1.3 De zaak is behandeld ter openbare zitting van de Raad van 21 november 2011waarbijverweerder is verschenen. Klaagster is zonder bericht van verhindering afwezig.
FEITEN
2.1 Begin 2008 heeft klaagster verweerder verzocht haar belangen te behartigen in een conflict met een onderwijsinstelling.
2.2 Bij brief van 20 maart 2008 heeft verweerder de onderwijsinstelling bericht dat hij klaagster zal bijstaan terzake van het besluit om klaagster als leerling uit te schrijven uit de door haar gevolgde opleiding.
2.3 De Raad voor Rechtsbijstand heeft op 11 april 2008 een toevoeging voor de zaak van klaagster aan verweerder afgegeven.
2.4 Bij brief van 14 april 2008 heeft verweerder klaagster de door de Raad voor Rechtsbijstand vastgestelde eigen bijdrage van € 94,-- in rekening gebracht. Klaagster heeft het bedrag voldaan.
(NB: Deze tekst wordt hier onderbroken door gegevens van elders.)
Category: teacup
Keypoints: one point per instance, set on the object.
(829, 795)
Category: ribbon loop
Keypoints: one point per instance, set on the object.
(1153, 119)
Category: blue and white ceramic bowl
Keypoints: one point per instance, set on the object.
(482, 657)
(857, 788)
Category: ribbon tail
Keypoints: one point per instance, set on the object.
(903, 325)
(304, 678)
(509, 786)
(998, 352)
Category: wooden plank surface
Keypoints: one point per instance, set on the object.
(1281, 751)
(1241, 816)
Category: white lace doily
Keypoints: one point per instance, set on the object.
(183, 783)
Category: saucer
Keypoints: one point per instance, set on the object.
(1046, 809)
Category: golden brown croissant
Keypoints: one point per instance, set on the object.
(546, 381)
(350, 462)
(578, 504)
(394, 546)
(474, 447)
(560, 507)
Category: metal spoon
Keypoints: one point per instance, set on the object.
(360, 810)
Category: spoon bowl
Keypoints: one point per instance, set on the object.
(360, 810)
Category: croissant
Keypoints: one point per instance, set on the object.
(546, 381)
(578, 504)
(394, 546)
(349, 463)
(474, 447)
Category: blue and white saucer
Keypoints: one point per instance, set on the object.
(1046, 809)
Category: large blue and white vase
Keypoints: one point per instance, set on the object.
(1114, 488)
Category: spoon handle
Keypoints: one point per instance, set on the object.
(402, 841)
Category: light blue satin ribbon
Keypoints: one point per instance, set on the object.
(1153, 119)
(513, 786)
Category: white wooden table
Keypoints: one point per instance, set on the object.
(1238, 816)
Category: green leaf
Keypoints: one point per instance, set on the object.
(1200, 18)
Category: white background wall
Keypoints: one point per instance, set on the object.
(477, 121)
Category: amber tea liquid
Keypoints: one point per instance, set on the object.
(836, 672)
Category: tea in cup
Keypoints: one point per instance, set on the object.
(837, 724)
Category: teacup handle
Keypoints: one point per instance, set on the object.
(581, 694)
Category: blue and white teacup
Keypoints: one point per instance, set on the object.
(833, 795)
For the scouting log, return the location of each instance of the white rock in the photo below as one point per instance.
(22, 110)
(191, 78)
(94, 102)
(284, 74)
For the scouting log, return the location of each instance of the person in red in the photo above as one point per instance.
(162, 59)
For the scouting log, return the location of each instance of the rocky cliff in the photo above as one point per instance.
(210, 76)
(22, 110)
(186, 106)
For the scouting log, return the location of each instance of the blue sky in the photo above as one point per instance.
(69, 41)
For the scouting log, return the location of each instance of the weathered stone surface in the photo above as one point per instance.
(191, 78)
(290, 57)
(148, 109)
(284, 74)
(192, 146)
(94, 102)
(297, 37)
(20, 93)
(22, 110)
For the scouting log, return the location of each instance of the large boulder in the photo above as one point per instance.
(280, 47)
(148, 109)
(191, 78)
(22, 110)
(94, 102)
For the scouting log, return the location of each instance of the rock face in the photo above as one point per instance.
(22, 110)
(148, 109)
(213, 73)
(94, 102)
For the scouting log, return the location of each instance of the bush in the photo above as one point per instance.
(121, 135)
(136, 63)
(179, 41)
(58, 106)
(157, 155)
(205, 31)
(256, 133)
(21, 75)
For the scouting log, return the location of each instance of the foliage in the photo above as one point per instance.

Verweerder heeft vervolgens geen nadere actie ondernomen.
2.5 Bij brief van 14 augustus 2009 heeft verweerder klaagster kopie toegestuurd van zijn reactie op de klacht aan de deken en meegedeeld de zaak met spoed ter hand te zullen nemen en zijn excuses gemaakt.
2.6 Bij brief van 19 augustus 2009 heeft klaagster de deken meegedeeld niks te kunnen met het voorstel van verweerder en diens excuses en de deken verzocht om stappen naar aanleiding van haar klacht te nemen.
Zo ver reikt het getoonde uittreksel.